Nach den sogenannten Dublin-Regeln ist normalerweise jener EU-Staat für Asylanträge zuständig, in dem Schutzsuchende zuerst den Boden der Europäischen Union betreten haben. Wenn die Behörden in Deutschland feststellen, dass ein anderes Land für das Asylverfahren zuständig wäre, können sie Schutzsuchende in sogenannten Dublin-Überstellungen dorthin schicken. Auch Norwegen, Island, die Schweiz und Liechtenstein sind Teil des Systems.

"Mit der Aufhebung der Einschränkungen beim grenzüberschreitenden Verkehr sowie der Aufhebung der Reisewarnung für die EU ist auch der Überstellungsverkehr wiederaufzunehmen", heißt es in einem Konzept des Bundesinnenministeriums, das der dpa vorliegt. Die Überstellungen waren am 23. März ausgesetzt worden.

Zunächst auf dem Landweg, später per Flugzeug

Die Rückkehr zum regulären System soll demnach schrittweise erfolgen.

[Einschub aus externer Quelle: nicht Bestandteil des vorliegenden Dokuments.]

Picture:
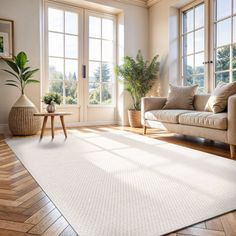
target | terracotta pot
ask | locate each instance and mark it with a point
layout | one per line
(134, 118)
(21, 119)
(51, 108)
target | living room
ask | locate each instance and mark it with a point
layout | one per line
(117, 117)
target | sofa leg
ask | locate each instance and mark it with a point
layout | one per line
(232, 151)
(144, 129)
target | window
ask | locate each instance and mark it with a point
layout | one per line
(199, 65)
(101, 60)
(225, 41)
(193, 46)
(63, 58)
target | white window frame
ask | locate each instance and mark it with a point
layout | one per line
(86, 40)
(79, 11)
(83, 95)
(214, 40)
(181, 34)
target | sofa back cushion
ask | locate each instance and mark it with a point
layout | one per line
(200, 101)
(219, 97)
(181, 97)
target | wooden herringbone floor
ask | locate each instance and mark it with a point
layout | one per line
(26, 210)
(24, 207)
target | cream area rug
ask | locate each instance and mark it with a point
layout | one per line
(115, 183)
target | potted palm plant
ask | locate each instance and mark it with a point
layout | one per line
(50, 100)
(21, 120)
(138, 76)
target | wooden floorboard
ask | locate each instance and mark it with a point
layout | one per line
(26, 210)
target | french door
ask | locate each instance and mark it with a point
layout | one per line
(80, 55)
(208, 43)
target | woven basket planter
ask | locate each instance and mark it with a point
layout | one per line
(21, 119)
(134, 118)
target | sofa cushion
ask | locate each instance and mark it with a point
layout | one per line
(168, 116)
(205, 119)
(219, 98)
(181, 97)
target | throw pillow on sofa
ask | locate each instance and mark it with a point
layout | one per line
(219, 97)
(181, 97)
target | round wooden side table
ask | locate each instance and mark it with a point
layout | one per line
(53, 115)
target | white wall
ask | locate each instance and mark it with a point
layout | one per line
(163, 40)
(26, 16)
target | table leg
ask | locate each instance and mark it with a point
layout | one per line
(63, 125)
(43, 127)
(52, 126)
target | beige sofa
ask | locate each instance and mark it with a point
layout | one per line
(219, 126)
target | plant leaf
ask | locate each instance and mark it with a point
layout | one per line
(14, 85)
(29, 74)
(13, 66)
(10, 72)
(29, 81)
(12, 81)
(21, 60)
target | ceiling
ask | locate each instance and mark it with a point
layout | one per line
(142, 3)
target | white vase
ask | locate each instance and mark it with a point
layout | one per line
(21, 118)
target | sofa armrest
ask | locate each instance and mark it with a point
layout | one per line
(153, 103)
(232, 120)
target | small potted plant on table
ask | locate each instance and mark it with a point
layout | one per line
(50, 100)
(138, 77)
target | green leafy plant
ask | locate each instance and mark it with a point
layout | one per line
(138, 76)
(52, 98)
(20, 71)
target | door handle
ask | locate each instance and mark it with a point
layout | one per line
(84, 71)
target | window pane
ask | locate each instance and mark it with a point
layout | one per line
(107, 29)
(188, 21)
(56, 47)
(71, 92)
(234, 30)
(199, 16)
(71, 46)
(55, 20)
(223, 58)
(71, 23)
(95, 49)
(199, 40)
(94, 27)
(188, 44)
(199, 80)
(223, 33)
(222, 77)
(106, 72)
(199, 66)
(56, 68)
(107, 51)
(234, 75)
(56, 86)
(188, 70)
(71, 69)
(106, 93)
(94, 71)
(234, 56)
(94, 93)
(223, 8)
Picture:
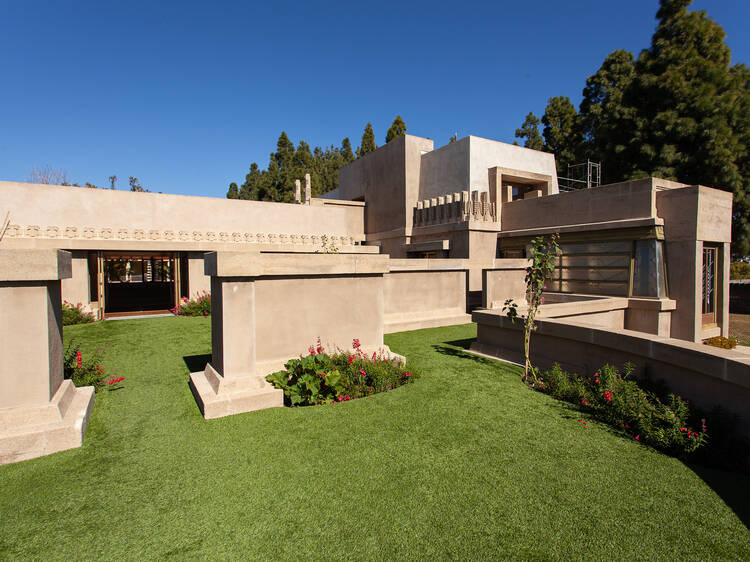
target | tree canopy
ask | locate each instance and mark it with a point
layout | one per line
(680, 111)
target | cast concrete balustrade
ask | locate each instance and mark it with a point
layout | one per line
(269, 308)
(707, 375)
(40, 413)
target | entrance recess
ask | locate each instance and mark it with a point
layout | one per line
(139, 282)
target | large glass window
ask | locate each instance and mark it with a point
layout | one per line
(708, 301)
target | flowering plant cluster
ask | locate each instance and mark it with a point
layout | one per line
(618, 400)
(322, 378)
(75, 314)
(88, 371)
(199, 306)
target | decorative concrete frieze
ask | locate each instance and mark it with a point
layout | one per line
(40, 412)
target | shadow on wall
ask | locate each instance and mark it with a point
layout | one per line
(197, 363)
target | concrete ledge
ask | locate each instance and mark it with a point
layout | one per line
(72, 406)
(256, 264)
(245, 394)
(417, 324)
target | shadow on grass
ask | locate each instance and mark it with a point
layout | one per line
(196, 363)
(731, 487)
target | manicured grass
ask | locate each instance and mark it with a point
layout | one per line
(465, 463)
(739, 328)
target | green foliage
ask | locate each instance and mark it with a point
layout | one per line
(739, 270)
(198, 306)
(75, 314)
(320, 378)
(368, 141)
(721, 342)
(286, 164)
(530, 132)
(562, 132)
(544, 252)
(680, 111)
(87, 371)
(618, 400)
(397, 129)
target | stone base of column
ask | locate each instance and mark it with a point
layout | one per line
(27, 433)
(218, 397)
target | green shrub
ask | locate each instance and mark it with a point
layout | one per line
(74, 314)
(199, 306)
(320, 378)
(739, 270)
(618, 400)
(722, 342)
(89, 371)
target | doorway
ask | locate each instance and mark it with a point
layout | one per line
(143, 282)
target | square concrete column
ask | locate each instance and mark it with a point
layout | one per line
(40, 413)
(229, 384)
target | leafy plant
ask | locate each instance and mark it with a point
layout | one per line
(75, 314)
(722, 342)
(198, 306)
(617, 399)
(89, 371)
(544, 252)
(320, 378)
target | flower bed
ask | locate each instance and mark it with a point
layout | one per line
(619, 401)
(87, 372)
(322, 378)
(199, 306)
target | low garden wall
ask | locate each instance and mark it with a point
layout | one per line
(709, 376)
(269, 308)
(425, 293)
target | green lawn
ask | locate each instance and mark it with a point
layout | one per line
(465, 463)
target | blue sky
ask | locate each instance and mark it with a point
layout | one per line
(185, 95)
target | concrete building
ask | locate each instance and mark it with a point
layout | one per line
(425, 236)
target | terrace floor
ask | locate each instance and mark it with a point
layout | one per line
(465, 463)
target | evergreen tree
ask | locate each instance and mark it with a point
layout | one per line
(397, 129)
(368, 141)
(562, 132)
(604, 117)
(530, 131)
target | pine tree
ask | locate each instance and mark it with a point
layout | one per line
(605, 120)
(346, 151)
(397, 129)
(562, 132)
(368, 141)
(530, 131)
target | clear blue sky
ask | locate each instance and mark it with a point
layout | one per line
(185, 95)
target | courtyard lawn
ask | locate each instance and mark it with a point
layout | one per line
(465, 463)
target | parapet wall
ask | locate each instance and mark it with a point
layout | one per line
(75, 216)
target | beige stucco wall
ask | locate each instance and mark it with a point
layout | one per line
(60, 212)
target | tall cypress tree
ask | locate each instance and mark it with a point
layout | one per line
(368, 141)
(397, 129)
(530, 131)
(562, 132)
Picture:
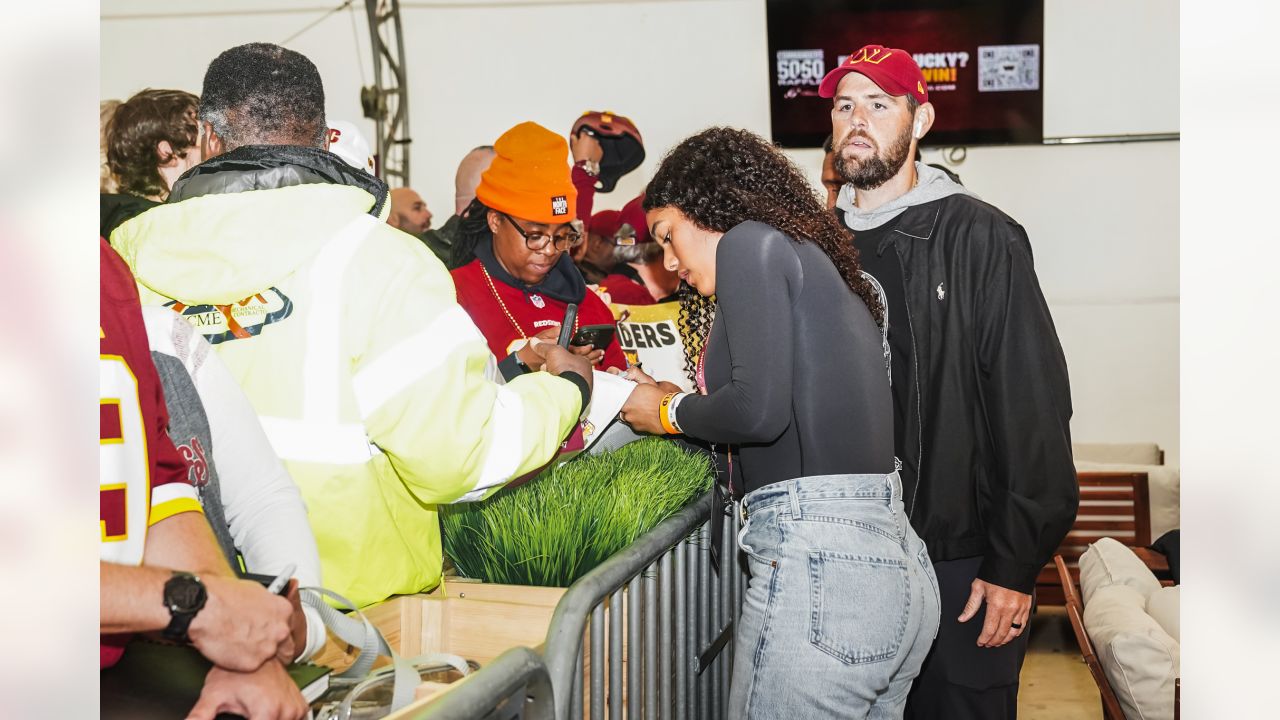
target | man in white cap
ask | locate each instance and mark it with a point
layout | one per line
(982, 404)
(347, 142)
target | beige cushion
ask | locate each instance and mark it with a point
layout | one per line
(1130, 452)
(1162, 491)
(1139, 659)
(1109, 563)
(1162, 606)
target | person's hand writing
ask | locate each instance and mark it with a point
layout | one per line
(585, 146)
(266, 693)
(640, 410)
(242, 625)
(635, 374)
(1005, 609)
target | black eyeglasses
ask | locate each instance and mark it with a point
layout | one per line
(538, 240)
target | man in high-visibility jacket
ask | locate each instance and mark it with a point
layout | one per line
(373, 384)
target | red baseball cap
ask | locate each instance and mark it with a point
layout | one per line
(891, 68)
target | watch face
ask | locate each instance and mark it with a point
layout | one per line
(184, 593)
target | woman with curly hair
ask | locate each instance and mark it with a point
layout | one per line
(842, 604)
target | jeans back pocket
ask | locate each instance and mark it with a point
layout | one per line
(859, 605)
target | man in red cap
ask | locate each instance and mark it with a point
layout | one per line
(981, 396)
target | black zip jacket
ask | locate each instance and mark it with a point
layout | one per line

So sollen Asylbewerber zunächst auf dem Landweg in Nachbarstaaten Deutschlands gebracht werden, später dann auch per Flug in andere Dublin-Länder, "vorzugsweise mittels Chartermaschinen". "Um zu verhindern, dass durch die Wiederaufnahme des Überstellungsverkehrs das Virus auf dem Kontinent gestreut wird, ist mit der gebotenen Vorsicht vorzugehen", heißt es in dem Papier.

Wer Symptome einer durch das Coronavirus ausgelösten Covid-19-Erkrankung zeigt oder nachweislich erkrankt ist, soll bis zur Genesung bleiben dürfen.

Der Geschäftsführer von Pro Asyl, Günter Burkhardt, sprach von einer "Salamitaktik". Absehbares Ziel sei, früher oder später auch wieder Menschen in die Hauptankunftsländer Italien und Griechenland zurückzuschicken. "In Italien gab es schon vor Corona gravierende Mängel bei den Aufnahmebedingungen, vielen zurückgeschickten Asylsuchenden droht die Obdachlosigkeit", warnte Pro Asyl. "Es ist zu befürchten, dass die Auswirkungen der in Italien besonders massiven Coronakrise auf die Aufnahmebedingungen verheerend sind."